Прикрывать зверские убийства становилось все сложнее, а кабинетные генералы чувствовали, что под их носом происходит что-то непонятное. Те, кто отчитывали их за тупость, куриные мозги и руки из *опы, через пару часов сами же давали указания — "замять". А через несколько дней с таким же невозмутимым лицом швыряли на стол отчет с количеством нераскрытых преступлений за последнюю неделю.
Трясущиеся руки, пачки выкуренных сигарет, бессонница и маниакальная подозрительность — вот, во что превратилась жизнь госструктуры, главным заданием которой была охрана правопорядка и законности. Потому что чистых там не было. Да и быть не могло. Гнилая система, которая поглощала всех без исключения. Сколько ни реформируй, сколько ни наказывай и ни мотивируй — ключевыми фигурами оставались одни и те же.
— Отдыхать иногда нужно, Матвей Свиридович… работа не волк, в лес не убежит.
— Да, ты прав, Андрей, — он опрокинул в рот стопку и, резко выдохнув, отправил в рот маринованный огурец. — Все волки на местах…

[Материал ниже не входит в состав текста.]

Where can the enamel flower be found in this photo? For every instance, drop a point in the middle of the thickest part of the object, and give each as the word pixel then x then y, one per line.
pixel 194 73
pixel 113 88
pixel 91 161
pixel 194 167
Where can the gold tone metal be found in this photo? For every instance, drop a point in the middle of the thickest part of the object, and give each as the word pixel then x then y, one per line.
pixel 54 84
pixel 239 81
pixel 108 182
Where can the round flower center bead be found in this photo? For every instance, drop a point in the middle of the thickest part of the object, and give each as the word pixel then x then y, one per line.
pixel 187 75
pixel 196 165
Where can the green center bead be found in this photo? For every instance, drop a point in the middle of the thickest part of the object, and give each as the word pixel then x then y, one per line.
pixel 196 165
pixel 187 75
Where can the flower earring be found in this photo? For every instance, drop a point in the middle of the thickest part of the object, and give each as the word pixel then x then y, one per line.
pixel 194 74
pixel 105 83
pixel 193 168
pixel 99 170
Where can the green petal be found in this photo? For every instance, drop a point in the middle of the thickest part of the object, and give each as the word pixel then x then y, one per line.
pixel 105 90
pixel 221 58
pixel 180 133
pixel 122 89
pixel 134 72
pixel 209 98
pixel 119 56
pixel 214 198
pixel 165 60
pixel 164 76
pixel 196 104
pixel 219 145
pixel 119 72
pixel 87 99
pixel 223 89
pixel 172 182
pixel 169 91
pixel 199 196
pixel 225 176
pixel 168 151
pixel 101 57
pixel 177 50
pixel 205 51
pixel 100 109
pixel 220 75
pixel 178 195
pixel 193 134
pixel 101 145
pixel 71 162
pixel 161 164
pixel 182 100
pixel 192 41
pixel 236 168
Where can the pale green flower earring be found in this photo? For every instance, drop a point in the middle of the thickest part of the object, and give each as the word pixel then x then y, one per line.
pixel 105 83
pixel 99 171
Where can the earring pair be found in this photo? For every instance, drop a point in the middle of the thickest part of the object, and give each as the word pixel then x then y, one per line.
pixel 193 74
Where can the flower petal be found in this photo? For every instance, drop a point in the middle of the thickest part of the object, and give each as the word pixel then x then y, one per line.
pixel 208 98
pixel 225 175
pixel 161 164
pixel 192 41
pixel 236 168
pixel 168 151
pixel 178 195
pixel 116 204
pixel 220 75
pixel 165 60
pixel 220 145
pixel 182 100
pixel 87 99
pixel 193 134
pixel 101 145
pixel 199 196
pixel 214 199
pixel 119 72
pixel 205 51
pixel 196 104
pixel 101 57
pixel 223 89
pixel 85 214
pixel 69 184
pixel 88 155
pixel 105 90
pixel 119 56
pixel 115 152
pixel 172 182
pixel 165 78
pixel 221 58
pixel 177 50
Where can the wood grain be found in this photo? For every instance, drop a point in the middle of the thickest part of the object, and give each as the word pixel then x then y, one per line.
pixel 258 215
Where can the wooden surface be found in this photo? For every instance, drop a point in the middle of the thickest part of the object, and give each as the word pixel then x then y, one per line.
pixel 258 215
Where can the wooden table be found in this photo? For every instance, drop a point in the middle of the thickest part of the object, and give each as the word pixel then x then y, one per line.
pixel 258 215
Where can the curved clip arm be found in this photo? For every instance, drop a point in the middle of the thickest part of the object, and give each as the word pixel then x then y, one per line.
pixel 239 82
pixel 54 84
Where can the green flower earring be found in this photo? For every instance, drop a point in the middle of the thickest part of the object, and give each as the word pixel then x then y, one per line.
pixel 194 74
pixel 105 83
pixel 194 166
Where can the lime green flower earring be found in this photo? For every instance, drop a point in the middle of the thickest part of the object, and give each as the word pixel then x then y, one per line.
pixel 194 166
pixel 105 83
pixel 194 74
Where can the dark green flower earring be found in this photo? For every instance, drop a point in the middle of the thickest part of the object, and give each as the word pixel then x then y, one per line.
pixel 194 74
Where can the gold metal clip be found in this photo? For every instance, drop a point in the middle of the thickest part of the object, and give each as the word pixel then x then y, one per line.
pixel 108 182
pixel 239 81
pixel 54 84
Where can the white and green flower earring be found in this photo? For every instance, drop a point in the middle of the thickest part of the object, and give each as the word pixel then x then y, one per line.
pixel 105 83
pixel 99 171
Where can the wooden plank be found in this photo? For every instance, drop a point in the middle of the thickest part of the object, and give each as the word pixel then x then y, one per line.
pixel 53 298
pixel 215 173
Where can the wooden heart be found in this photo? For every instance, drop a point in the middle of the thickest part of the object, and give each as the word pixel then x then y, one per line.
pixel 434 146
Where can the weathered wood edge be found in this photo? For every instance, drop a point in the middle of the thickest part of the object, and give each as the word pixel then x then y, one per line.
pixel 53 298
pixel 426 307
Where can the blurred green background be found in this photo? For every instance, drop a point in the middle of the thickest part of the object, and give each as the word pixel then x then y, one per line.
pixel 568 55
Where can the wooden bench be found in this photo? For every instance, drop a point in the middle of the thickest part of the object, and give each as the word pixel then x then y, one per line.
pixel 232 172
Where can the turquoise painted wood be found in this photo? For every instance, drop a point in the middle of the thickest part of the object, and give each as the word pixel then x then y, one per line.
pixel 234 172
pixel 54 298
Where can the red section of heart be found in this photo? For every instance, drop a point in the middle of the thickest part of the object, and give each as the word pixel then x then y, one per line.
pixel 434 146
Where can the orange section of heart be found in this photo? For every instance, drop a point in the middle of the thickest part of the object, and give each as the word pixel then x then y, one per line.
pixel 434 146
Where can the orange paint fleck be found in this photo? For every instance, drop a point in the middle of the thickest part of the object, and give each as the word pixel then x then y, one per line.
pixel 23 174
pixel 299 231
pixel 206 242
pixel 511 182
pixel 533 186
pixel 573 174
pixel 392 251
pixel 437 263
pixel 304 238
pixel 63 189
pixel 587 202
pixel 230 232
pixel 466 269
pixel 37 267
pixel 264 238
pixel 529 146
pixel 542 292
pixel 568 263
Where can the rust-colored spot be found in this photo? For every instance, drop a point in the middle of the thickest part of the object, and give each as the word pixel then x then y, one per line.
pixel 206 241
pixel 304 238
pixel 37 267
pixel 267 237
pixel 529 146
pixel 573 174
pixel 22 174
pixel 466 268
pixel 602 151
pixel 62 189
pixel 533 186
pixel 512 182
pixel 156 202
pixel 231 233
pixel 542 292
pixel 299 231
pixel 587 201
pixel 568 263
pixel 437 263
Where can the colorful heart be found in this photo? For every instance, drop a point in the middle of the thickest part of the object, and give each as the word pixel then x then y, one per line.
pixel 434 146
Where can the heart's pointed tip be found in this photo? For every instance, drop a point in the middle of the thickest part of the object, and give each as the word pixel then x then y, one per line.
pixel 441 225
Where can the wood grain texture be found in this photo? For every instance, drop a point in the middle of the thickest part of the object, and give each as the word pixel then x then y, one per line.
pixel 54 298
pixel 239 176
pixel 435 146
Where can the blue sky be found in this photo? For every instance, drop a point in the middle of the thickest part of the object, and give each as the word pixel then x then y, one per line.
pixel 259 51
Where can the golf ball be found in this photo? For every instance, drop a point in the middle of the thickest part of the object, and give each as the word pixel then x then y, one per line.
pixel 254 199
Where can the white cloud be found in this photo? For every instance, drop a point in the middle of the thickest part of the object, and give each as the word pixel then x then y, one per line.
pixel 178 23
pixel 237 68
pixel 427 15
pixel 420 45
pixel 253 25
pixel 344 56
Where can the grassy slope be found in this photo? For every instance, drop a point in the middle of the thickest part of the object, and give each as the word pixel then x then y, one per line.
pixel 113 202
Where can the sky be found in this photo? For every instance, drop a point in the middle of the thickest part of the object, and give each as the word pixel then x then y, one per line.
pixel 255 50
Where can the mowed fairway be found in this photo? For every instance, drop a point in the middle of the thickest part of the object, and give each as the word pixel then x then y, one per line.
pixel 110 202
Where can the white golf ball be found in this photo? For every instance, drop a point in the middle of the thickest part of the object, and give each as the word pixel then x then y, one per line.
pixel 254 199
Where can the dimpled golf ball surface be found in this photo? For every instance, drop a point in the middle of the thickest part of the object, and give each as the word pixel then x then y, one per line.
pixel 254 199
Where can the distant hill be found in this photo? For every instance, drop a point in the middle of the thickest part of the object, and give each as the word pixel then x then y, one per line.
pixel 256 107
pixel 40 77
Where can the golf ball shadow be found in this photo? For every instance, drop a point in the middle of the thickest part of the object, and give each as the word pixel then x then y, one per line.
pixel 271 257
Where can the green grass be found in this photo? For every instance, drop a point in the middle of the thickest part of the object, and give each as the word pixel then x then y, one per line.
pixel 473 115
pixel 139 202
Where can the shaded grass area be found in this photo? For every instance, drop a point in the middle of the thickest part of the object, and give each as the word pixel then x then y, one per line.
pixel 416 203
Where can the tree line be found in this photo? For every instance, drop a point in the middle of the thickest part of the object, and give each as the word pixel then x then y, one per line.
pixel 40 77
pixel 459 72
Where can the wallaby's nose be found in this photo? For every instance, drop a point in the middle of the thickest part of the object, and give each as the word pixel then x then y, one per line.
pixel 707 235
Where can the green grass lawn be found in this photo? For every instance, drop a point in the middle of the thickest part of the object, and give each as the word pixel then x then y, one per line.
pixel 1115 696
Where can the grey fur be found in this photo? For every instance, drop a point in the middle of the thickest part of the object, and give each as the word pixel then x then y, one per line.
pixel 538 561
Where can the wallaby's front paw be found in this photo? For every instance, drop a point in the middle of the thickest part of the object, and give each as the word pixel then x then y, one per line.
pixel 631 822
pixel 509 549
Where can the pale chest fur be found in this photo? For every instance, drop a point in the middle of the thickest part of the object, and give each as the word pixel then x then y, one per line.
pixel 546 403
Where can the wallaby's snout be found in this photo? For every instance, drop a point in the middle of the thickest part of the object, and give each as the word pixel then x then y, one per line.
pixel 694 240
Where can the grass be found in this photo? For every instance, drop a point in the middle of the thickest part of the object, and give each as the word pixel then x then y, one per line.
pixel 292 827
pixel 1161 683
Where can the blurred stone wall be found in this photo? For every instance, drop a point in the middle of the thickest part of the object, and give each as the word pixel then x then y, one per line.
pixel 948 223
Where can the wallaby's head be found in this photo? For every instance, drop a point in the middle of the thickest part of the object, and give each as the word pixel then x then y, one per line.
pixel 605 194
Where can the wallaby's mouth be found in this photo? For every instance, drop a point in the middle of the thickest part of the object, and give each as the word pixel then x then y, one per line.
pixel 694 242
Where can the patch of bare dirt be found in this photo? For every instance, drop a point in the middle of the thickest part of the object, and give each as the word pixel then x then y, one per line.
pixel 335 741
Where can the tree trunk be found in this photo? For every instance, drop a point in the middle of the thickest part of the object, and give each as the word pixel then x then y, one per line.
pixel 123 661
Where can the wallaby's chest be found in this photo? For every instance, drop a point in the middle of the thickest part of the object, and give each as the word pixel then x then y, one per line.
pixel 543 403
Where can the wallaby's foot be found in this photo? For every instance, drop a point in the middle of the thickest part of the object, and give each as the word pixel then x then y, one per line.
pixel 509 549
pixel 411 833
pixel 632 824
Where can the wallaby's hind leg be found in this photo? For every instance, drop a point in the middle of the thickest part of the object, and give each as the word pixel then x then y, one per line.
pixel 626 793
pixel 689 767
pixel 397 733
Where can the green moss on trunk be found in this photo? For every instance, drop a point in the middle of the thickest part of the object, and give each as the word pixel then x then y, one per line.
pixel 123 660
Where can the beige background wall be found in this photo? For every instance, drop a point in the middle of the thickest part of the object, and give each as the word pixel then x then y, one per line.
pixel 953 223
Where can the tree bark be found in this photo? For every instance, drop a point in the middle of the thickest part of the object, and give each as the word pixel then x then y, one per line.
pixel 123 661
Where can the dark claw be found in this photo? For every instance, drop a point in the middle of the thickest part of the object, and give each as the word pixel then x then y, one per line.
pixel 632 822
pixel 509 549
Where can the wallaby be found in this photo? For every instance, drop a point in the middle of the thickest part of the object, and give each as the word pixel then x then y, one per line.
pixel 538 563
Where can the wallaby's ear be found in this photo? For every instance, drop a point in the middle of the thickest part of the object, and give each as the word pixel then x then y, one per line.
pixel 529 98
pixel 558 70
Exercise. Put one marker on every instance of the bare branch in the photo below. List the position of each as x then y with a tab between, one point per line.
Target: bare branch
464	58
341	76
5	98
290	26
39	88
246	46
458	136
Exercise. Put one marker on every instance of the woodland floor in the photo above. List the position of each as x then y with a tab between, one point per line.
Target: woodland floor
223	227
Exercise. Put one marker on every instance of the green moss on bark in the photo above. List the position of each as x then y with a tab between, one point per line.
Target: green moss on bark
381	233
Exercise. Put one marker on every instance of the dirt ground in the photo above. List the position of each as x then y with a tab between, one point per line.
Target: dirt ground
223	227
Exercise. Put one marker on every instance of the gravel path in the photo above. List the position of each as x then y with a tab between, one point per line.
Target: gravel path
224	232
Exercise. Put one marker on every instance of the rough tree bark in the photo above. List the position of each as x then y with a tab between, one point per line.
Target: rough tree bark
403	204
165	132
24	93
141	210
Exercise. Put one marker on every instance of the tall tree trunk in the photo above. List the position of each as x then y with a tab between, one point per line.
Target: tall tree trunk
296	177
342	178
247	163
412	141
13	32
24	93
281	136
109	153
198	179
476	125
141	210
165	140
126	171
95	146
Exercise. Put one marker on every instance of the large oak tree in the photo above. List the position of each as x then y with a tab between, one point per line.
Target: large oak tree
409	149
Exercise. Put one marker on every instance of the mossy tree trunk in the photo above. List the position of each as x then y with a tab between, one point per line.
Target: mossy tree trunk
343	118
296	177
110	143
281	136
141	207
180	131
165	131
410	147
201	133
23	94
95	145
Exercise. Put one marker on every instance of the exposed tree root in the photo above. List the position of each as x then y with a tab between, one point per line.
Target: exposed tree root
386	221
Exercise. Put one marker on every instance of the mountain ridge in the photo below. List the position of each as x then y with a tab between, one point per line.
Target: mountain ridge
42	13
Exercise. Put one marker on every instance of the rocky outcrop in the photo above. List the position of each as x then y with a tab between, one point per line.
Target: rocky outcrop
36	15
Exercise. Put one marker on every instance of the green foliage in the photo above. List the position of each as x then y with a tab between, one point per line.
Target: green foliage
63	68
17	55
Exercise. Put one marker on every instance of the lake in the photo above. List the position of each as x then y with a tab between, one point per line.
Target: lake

— Значит, будем считать, что мы открыли сезон охоты… — ответил я и налил нам по второй.
— Ох, сынок… — генерал-лейтенант полиции, заместитель начальника Главного управления уголовного розыска вполне мог позволить себе называть меня именно так. В этом обращении не было фамильярности. Он знал меня много лет — отцовские связи я не просто поддерживал, но и укреплял с каждым годом все больше, — закругляться пора… с охотой. Заканчивать. Дальше тянуть уже нельзя, в департаменте на ушах все. Преданных все меньше, слив информации начался. Гарантий хотят, дрожат твари, за з***ницу свою каждый боится.
— Иногда на корабле полезно пустить слух, что он идет ко дну… — я поднял рюмку, — пусть с нашего сбегут все крысы.
Он молча кивнул и, поставив хрустальную стопку на стол, принялся за трапезу.
— Бегут, Андрей, притом массово. Наши ряды редеют, действовать нужно быстро.
— Осталось немного, у меня практически все данные на руках, Матвей Свиридович. Вы меня знаете, не был бы уверен — никогда не подбил бы вас под такое дело.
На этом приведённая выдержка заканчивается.